Manifestation massive contre la loi Duplomb : 200 organisations dénoncent un système mortifère
Manifestation contre la loi Duplomb : 200 organisations mobilisées

Une mobilisation d'ampleur contre la loi Duplomb

Mercredi, une foule imposante s'est rassemblée près de l'Assemblée nationale à Paris, sur la place des Invalides, pour exprimer son opposition ferme à la loi Duplomb. Cette manifestation, qui a réuni des centaines de personnes, intervient juste avant un débat parlementaire crucial sur ce texte législatif controversé. Les pancartes brandies par les protestataires portaient des messages percutants tels que « Arrêtez de polluer, on peut plus soigner » ou « Les pesticides tuent », reflétant l'inquiétude profonde des participants.

Un rassemblement organisé par plus de 200 organisations

L'événement a été convoqué par une coalition impressionnante de plus de deux cents organisations, représentant un large spectre de la société civile. Parmi les groupes présents, on comptait Greenpeace, le collectif Nourrir, la Confédération paysanne (le troisième syndicat agricole en importance), la Fédération nationale de l'agriculture biologique (Fnab), ainsi que diverses associations de victimes de cancer et des étudiants d'AgroParisTech. Tous ont uni leurs voix pour dénoncer ce qu'ils qualifient de « système mortifère ».
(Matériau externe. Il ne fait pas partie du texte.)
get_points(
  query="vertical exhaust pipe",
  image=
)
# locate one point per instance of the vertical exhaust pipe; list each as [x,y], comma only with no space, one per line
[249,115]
Les revendications des manifestants

Les organisations mobilisées critiquent vivement la loi Duplomb, accusée de faciliter l'agrandissement des élevages intensifs et la construction de retenues d'eau, tout en promouvant l'usage des pesticides. Cette mobilisation fait suite à une année entière de protestations en 2025, culminant avec une pétition qui a recueilli plus de deux millions de signatures. En août, le Conseil constitutionnel a censuré la mesure principale du texte, à savoir la réintroduction de l'acétamipride, un pesticide néonicotinoïde nocif pour la biodiversité, interdit en France mais autorisé ailleurs en Europe jusqu'en 2033.

La persistance du sénateur Duplomb

Malgré cette censure, le sénateur Les Républicains Laurent Duplomb n'a pas abandonné son projet. Il a déposé une nouvelle proposition de loi visant à autoriser à nouveau ce produit controversé. Parallèlement, le gouvernement travaille sur une loi dite « d'urgence agricole », destinée à apaiser la colère des agriculteurs après les tensions des derniers mois. Ce texte devrait s'aligner sur les demandes de la FNSEA, le premier syndicat agricole, concernant la gestion de l'eau, la prédation et les moyens de production, incluant potentiellement les pesticides.
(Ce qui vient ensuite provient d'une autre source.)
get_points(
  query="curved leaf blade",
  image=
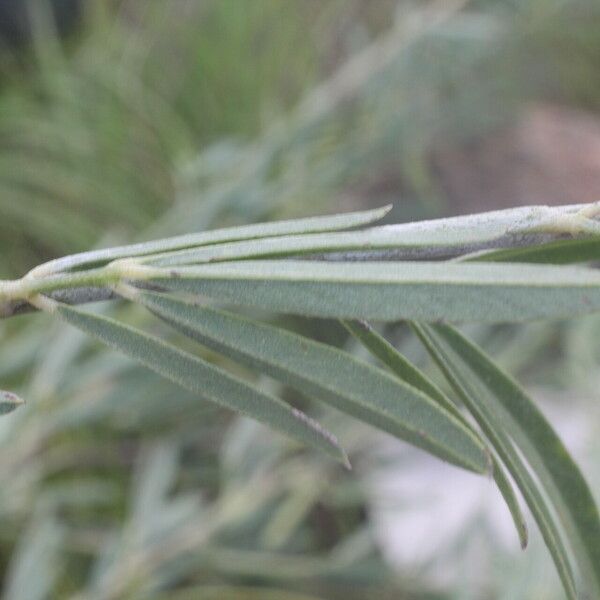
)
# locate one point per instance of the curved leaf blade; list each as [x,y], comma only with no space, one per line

Les prises de parole emblématiques

Lors de la manifestation, Sandy Olivar Calvo de Greenpeace a déclaré : « Avec les 2 millions de signataires de cette mobilisation d'ampleur, nous nous sommes soulevés face à toutes ces attaques, face à celles et ceux qui votent des lois qui nous empoisonnent, qui contaminent nos sols, notre eau et qui accélèrent la chute du monde paysan par l'agrandissement des exploitations ». Elle a ajouté que « la loi Duplomb n'est que la partie émergée de l'iceberg ».
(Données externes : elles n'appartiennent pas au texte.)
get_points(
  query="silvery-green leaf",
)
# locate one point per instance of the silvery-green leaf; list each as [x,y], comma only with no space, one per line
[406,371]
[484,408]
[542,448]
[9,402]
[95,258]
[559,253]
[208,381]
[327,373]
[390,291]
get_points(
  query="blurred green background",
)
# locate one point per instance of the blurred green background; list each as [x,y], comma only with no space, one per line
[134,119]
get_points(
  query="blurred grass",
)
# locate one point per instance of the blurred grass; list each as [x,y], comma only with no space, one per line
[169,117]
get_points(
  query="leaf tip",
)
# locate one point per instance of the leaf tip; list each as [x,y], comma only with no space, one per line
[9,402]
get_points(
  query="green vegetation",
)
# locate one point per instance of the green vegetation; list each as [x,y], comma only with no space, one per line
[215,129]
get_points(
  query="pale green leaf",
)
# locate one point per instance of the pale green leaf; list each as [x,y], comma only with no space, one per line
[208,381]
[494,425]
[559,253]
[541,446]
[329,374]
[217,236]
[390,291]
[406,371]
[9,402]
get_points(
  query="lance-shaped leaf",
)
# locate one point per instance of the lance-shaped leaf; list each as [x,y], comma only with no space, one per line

Fanny Métrat, porte-parole de la Confédération paysanne, a lancé un appel poignant : « Nous paysans et paysannes, on ne veut pas faire partie de ce système qui tue ». Elle a également exigé la démission de la ministre de l'Agriculture Annie Genevard, qui avait soutenu la loi Duplomb, soulignant ainsi les tensions persistantes entre le gouvernement et les défenseurs d'une agriculture plus durable.

Un débat qui dépasse le cadre législatif

Cette manifestation met en lumière un conflit profond sur l'avenir de l'agriculture française. D'un côté, des partisans d'une intensification soutenue par des produits chimiques et des structures agrandies ; de l'autre, une coalition croissante qui prône une transition vers des pratiques plus respectueuses de l'environnement et de la santé publique. Le débat sur la loi Duplomb sert ainsi de catalyseur à une réflexion plus large sur les modèles agricoles et leurs impacts sociétaux.